The Astros never get truly upset. They never fall victim to an inferior team. Never give in to a lower seeded squad on a hot streak. They always make it at least to the championship rounds, the final four. No matter what the playoff format is.

The ever lauded Dodgers can’t come close to claiming that. Even those dynastic Yankees of Derek Jeter, Paul O’Neill, Andy Pettitte, Tino Martinez and Scott Brosius cannot say that.

The Houston Astros defeated the Chicago White Sox 9-5 behind s 5-run 7th inning, highlighted by a Carlos Correa 2-RBI double and a Kyle Tucker 2-run home run. The Astros now lead 2 games to none in a best-of-five American League Division Series
Yuli Gurriel just helps the Astros keep winning. (Photo by F. Carter Smith)
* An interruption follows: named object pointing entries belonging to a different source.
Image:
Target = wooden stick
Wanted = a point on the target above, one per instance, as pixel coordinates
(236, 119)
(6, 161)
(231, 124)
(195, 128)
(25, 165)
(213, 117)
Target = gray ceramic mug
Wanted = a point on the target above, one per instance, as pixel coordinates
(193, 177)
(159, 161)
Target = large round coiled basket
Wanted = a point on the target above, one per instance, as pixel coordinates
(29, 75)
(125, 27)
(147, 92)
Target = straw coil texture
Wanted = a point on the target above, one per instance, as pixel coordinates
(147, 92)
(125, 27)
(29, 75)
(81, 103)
How deep does this Astros consistency go? The Astros have never even trailed in a division series. Six straight division series and the opposing team’s never held a single game advantage over Houston. The Tampa Bay Rays were the only team that could push them into a Game 5. After being down 0-2.
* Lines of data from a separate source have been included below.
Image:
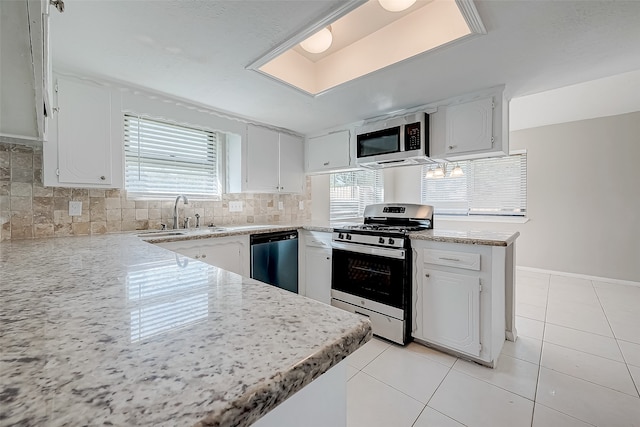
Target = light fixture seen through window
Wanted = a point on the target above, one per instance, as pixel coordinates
(319, 42)
(396, 5)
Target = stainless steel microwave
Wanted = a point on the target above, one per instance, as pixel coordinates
(394, 142)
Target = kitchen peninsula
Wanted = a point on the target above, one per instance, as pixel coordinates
(113, 330)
The no-doubt dynasty Yankees didn’t just lose to Cleveland in the first round in 1997 and the Angels in 2002, they were pushed to the very brink by Oakland in 2001, trailing 0-2 in that best-of-five before the Derek Jeter flip game turned everything.

These Astros are a remarkable 18-5 overall in the division series since 2017. You can’t beat them early.

If you don’t think this run of never losing early in the playoffs, never having a Dodgers stumble in October isn’t remarkable in its own right, you don’t understand baseball.

It’s one of the most impressive runs in baseball in the last 30 years. It may not be dynastic just yet. But it screams plenty about what this group is made of.

The Dodgers? Child please.

They’re not even in the same class. They don’t have the consistency. These Astros are already a step above, pushing for more.

This ia a team that only thinks about one thing. The next win. It’s why Jose Altuve brushes off a question about his own 0 for 16 playoff start in the wake of that 18th inning Mona Lisa of a victory.

“We just won a series,” Altuve says in aftermath of the Seattle advance and another division series mastered. “We’re back in the ALCS again. I’m happy.”

He looks like it too, seems almost giddily watching his teammates, especially the younger ones, spray champagne everywhere and pour beer on anything that moves, share the moment with their families later on the field. With these Astros, it’s always winning over stats, always about making it as far in October as possible. Somehow the idea of stumbling early doesn’t even compute.

That may be a dynasty. Yet. But it’s something truly remarkable in its own right.

Something the Dodgers can lay no claim to in this era.